So yours cycles on and off every 15 seconds . just seems like would be really hard on the clutch.
 

RickW

Member
You are still cycling too quickly. Good thing is we know the pressure switch is still good and the cycling is because the high side Is getting too high.

First have you cleaned the condenser? From the back side of the condenser use compressed air (not so high as to damage the fins on the condenser) to blow out the condenser. If you blow from the front you will be trying to blow all the accumulated dirt/dust/crap thru the condenser, so blowing from the back side will force the stuff back out how it came in. Visually the condenser may look clean but until you start blowing it out, you can be surprised how much stuff is in there. Clogged up condenser is the number one problem I have with my B3030. I try to blow it out every time I mow (4ac with a finishing deck). At least every other time. Makes a big difference in the performance of the A/C in the tractor.
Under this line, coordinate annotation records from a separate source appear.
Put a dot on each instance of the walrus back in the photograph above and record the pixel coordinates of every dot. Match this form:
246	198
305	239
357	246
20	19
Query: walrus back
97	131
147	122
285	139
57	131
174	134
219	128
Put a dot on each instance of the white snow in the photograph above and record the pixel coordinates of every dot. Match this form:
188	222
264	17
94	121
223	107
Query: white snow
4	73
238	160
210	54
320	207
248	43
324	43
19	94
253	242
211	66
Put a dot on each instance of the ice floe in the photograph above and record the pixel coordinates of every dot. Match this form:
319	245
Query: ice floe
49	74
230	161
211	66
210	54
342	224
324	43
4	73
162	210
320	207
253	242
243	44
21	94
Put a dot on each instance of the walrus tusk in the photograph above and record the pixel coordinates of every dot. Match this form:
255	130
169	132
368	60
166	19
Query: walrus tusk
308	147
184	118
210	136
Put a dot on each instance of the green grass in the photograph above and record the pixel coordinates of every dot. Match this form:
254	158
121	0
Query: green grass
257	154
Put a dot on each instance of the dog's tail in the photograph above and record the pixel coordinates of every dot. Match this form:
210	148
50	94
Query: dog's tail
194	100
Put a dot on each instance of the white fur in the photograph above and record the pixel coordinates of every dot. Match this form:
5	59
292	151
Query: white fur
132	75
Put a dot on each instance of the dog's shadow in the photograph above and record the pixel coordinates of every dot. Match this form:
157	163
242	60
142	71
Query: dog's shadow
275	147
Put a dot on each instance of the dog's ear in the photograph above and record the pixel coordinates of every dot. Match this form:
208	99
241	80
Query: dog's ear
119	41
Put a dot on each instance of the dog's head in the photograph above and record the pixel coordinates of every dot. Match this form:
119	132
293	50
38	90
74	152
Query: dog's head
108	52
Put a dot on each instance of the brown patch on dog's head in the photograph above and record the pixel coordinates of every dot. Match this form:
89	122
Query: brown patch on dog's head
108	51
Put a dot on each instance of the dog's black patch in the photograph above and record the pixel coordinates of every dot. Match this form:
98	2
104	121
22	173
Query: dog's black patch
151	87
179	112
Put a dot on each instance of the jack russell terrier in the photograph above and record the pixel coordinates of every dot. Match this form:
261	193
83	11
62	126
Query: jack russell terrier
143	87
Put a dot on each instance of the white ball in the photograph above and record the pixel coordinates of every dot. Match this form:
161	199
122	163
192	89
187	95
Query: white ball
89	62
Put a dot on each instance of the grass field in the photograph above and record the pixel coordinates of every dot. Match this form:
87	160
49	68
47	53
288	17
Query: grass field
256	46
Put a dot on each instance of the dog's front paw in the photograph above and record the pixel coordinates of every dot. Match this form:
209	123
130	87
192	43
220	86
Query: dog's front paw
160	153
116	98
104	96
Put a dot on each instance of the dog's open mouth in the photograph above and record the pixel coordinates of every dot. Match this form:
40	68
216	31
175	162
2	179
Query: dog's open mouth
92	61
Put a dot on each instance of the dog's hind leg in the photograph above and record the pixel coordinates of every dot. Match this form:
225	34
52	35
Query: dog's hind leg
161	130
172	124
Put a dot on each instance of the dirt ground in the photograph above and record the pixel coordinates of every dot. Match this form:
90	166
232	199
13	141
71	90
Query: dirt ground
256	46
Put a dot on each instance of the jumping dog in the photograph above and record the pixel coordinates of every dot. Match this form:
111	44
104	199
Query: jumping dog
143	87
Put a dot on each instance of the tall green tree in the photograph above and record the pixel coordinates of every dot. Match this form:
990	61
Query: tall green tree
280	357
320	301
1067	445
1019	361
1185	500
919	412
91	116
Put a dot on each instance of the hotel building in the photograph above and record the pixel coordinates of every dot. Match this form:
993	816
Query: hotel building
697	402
I also recommend cleaning the condenser with a condenser cleaner if dirty. This is a wet foam in a aerosol can. The foam fills in all the space between the condenser fins. When the foam expands it picks up the dirt and crap and pulls it out of the condenser fins. I have to do this to my tractor a couple times a season if I want to keep the A/C running at peak performance even with blowing the condenser out each time I mow.

If you have not cleaning the condenser, the clogged condenser could have been your problem all along based on the initial readings you got with your gauges.

Another possibility is air and/or moisture in the system. It sounds like you evacuated the system then recharged it. Did you pull a vacuum on the system before you recharged it? Using a vacuum pump before charging the system will pull all the air out. It will also remove moisture. If the system will not hold a vacuum then you have a leak somewhere. A vacuum pump is between $50~$75. Very hand to have and very useful with your new gauge set.